A rescue worker in front of the now-destroyed Moore Medical Center
Updates on the devastating tornado that struck Moore, Oklahoma, yesterday:
- The National Weather Service has confirmed the tornado as an EF-5, the top designation of the Enhanced Fujita scale. A preliminary track of the tornado can be found here. Windspeeds were in excess of 200 mph; the track itself is 17 miles long and as wide as 1.3 miles.
- The state medical examiner's office has lowered the number of confirmed fatalities from 51 to 24, reflecting apparent miscounts in the previous figures. Other outlets, citing the Oklahoma City medical examiner's office, have reported fatality counts of at least 91 people. Over two hundred are known to be injured, and "thousands" of Moore residents have been left homeless.
- Former governor Frank Keating says that as many as 20,000 families could be displaced.
- Facebook pages have been set up by volunteers seeking to return found photographs, documents and other scattered belongings to their owners—as well as lost pets.
- Fire Chief Gary Bird says he is "98 percent sure" there are no more survivors or bodies to be recovered, but that searches will continue until each damaged building has been searched three times.
- At the Children's Hospital at OU Medical Center, "a facility used to seeing one or two traumas a day all of a sudden had over 50."
- NASA video of the storm's development via the GOES-13 satellite.
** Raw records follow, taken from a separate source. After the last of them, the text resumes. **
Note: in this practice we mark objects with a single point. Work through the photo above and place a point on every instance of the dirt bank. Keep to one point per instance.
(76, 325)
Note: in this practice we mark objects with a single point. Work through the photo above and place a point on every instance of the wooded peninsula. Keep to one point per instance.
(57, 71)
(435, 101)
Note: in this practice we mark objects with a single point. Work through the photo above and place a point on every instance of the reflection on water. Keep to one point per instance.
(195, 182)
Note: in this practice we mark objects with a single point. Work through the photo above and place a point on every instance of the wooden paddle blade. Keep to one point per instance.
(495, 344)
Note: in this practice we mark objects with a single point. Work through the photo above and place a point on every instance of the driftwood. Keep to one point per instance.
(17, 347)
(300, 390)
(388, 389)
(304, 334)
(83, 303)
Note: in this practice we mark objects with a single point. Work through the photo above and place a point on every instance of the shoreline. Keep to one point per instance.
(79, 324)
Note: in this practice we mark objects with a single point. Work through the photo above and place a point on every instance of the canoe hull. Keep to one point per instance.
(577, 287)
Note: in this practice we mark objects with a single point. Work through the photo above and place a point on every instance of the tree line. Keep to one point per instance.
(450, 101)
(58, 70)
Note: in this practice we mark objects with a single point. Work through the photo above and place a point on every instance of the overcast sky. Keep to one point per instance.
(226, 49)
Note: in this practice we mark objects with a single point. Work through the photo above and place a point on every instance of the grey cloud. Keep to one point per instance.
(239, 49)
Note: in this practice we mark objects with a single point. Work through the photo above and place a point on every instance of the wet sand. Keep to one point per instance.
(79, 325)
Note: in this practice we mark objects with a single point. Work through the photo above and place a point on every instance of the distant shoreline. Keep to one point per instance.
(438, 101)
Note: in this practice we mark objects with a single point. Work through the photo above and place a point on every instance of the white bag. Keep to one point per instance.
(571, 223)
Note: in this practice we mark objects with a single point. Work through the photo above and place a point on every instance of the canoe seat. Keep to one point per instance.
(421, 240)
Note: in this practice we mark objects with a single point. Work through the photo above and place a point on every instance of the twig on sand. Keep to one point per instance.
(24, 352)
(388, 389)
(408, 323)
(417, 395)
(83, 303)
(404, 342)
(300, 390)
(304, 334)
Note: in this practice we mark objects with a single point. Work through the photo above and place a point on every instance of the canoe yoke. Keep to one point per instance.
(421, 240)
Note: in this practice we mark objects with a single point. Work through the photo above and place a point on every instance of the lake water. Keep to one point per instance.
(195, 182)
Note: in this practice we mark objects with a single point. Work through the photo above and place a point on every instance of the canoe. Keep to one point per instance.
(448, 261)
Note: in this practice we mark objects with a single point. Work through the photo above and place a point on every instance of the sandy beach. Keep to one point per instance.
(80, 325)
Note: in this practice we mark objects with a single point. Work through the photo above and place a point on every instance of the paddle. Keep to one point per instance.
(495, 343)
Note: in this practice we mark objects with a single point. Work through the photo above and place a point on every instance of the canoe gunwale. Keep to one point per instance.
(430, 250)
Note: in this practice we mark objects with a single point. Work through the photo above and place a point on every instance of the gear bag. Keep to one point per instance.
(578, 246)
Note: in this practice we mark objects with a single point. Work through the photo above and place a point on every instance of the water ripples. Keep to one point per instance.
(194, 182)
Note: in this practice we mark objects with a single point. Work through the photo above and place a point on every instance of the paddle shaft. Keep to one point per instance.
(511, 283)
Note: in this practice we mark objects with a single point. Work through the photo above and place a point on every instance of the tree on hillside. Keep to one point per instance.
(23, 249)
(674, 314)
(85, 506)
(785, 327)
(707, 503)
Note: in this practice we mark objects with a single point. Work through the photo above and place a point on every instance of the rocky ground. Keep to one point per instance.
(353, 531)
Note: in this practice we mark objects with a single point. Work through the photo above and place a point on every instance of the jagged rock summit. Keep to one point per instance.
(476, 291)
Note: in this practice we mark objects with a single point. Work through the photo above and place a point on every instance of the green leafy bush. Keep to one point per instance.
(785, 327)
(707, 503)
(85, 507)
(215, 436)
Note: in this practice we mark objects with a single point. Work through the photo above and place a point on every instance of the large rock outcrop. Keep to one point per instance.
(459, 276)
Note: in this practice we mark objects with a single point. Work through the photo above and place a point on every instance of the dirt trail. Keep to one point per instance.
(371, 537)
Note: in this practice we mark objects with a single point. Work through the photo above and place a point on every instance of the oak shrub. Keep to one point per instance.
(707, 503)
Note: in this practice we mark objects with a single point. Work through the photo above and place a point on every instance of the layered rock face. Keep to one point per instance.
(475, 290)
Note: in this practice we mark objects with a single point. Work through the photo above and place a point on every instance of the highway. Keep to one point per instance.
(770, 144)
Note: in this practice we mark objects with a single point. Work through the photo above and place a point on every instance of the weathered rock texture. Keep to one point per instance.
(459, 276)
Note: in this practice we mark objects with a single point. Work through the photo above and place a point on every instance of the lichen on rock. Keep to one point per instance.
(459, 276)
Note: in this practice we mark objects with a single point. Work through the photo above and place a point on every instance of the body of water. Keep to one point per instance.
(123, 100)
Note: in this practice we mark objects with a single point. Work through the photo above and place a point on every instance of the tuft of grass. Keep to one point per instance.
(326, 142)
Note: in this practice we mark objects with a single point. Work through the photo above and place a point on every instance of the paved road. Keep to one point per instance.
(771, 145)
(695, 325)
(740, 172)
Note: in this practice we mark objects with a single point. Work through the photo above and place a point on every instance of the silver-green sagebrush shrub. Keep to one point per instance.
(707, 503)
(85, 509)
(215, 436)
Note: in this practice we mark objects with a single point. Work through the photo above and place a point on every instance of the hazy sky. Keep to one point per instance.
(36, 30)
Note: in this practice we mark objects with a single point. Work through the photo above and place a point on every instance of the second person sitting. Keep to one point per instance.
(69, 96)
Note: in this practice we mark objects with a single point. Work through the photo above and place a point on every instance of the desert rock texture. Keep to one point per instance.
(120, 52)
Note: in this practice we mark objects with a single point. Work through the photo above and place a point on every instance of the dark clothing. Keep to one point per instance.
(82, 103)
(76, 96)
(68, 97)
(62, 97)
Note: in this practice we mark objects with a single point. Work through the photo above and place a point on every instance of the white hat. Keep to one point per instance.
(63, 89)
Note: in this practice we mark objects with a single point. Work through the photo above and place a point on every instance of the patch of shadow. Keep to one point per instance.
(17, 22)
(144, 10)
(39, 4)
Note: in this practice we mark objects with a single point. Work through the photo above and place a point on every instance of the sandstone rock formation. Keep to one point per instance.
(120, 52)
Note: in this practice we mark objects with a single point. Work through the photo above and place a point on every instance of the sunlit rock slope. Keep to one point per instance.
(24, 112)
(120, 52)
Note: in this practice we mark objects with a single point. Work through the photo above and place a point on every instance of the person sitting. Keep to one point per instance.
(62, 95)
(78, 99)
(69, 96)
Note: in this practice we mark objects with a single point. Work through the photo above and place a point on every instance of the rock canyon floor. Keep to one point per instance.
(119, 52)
- The National Guard and Air National Guard provided over 200 soldiers, many equipped with thermal imaging sensors and other rescue technology. FEMA has requested search and rescue teams from as far away as California.
- Oklahoma City Thunder star Kevin Durant pledged $1 million for relief efforts; now the NBA and player's union have announced they will match that amount.
- Video: Woman finds her dog (alive) in the rubble during live TV interview. More information on a dog seen in a previous picture: the Oklahoma County Sheriff's office reports the dog in this picture "was guarding its deceased owner. Taken to shelter; deputy plans on adopting."
- How to help. How to apply for federal assistance through FEMA.
- While attention is focused on the devastating Moore tornado, more storms and unstable weather continue throughout the region.